Bu dönem her üç partiyi de eşit görenlerdenim ben.  Kim daha fazla çalışırsa, doğru stratejileri uygularsa seçimi o alır.
Tabi gerçeği istiyorsanız durum hakikaten bu, duymayı istediğinizi duymak istiyorsanız bu yazıyı okumayın.
Üç partinin de alacağı oy oranı eşit.  Geçmişte kazanılan seçimlerle bugünü değerlendirmek yanlış olur.  Zira bu dönem 4000 yeni seçmen var ve sizin o eski sitem oy verme alışkanlıklarınıza çok uzak. Ayrıca partiye değil de şahsa oy vermek için sebebi olan oldukça fazla insan var ki bu da 7000 civarı diyelim.  Yani ortalama 10.000 oy kimsenin kontrolünde değil.  Adayların cepte diye gördüğü oyların bir kısmı diğer adaylarında cebinde ya da aslında kimsenin cebinde olmadığı kabak gibi ortada durmuyor olsa da bilen biliyor.
Bazı oylar, bazı adaylara gitmek için bir kıvılcım bir sebep bekliyor.  Adaylar öncelikle kendi potansiyel oylarını kurtarmaya uğraşmalı. Kaleyi içerde sağlam tutmalı. Zira üç partide de kale kapıları yol geçen hanına dönemeye gayet  müsait.  Ki bu kaçacak oylar parayla pula satın alınabilecek ya da elde tutulacak oylar değil. Bu yüzden akılcı politikalar üretip doğru stratejiler uygulanmalı.
Onları da bir başka yazımda sizlerle paylaşırım.
Gelelim kendi meselemize.
Diğer gazetelerin iki katı yani 1000 adet gazete çıkarıyoruz.  Bu da şu demek yaklaşık 20bin kişi gazetemizi okuyor.  Doğru yerlere dağıtım yapıp en fazla kişiye ulaşmaya çalışıyoruz.  Ellek, Yarbaşı, Böcekli, Atalan ve birçok köye gazetemiz ulaşıyor.

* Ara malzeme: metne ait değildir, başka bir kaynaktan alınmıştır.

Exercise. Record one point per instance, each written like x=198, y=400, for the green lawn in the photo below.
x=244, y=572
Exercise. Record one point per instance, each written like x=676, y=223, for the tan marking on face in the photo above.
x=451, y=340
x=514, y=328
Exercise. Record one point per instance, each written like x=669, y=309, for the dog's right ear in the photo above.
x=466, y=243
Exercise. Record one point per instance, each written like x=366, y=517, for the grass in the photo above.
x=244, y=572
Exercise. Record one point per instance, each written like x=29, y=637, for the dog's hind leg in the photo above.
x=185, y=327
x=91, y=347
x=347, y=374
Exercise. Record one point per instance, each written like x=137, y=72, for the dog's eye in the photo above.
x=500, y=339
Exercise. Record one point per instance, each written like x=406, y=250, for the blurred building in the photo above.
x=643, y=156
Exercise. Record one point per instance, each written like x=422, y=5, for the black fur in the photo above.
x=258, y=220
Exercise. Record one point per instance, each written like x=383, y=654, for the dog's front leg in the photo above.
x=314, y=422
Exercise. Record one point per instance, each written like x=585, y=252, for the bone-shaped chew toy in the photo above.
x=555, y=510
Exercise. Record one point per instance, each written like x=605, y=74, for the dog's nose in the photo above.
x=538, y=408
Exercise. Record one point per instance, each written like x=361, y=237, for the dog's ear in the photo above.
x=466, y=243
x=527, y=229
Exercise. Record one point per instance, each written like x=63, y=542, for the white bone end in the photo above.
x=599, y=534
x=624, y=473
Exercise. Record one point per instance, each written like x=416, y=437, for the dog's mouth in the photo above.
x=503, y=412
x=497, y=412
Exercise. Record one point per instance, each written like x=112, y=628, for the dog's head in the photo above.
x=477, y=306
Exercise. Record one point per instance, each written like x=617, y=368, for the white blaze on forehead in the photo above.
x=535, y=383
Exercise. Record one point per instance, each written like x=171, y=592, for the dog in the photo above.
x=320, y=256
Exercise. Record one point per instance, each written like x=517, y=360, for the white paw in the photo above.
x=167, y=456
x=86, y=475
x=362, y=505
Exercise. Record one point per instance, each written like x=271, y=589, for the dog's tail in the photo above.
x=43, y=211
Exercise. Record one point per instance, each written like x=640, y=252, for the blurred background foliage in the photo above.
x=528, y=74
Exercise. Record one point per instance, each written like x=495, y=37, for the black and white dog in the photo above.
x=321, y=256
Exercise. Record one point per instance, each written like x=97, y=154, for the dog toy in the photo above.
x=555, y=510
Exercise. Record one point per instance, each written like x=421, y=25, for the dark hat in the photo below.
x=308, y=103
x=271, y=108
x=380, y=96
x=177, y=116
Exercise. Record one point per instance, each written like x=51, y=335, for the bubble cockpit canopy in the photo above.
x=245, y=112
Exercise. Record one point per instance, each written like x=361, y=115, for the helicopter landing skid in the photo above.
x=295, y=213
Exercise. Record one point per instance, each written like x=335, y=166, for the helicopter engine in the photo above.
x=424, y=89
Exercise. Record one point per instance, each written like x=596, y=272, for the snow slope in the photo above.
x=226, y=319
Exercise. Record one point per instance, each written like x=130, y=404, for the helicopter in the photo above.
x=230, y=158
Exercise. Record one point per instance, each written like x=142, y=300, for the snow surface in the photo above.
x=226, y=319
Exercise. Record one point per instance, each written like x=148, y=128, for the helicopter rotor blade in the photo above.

Facebook üzerinden sosyal medyayı etkin bir şekilde kullanıyoruz.  Ve artık VİDEO HABER ile  insanlara haberleri görüntülü olarak ulaştırıyoruz.
Gazeteyi çıkarmaya başladığımız günden bu yana iyi niyetimizi korumaya çalıştık.  Tarafsızlık gibi zor bir işi elimizden geldiğince doğru şekilde yapmaya çalışıyoruz.
Kimsenin oyunu etkileyecek taraflı ya da olumsuz haber yapmamaya özen gösteriyoruz.  (Bazılarının haberi gazetemizde çıkmıyorsa o kendilerinin çalışmamasıyla ya da haberini servis etmemesiyle alakalı bir durum. Biz bize gelen haberleri mutlaka gazeteye koyuyoruz.)
Fakat bu tarafsızlığımız ya da herkese eşit mesafede durma halimizi süistimal etme çabaları var son zamanlarda. 
Çok net olarak söylüyorum, bizi hafife alanlar fena halde hata içerisindeler.  Biz sizi konuşmayı bıraktığımızda isminiz şehrin sadece üçte birinde duyulur.  Kalınana biz duyurmak istediğimiz duyururuz.
Ki bunun örnekleri de yaşandı. Çok rica ediyorum, bizim iyi niyetimizi süistimal etmeyin, bizim sabrımızı bu kadar zorlamayın.  Ki biz de sizi unutmak zorunda kalmayalım.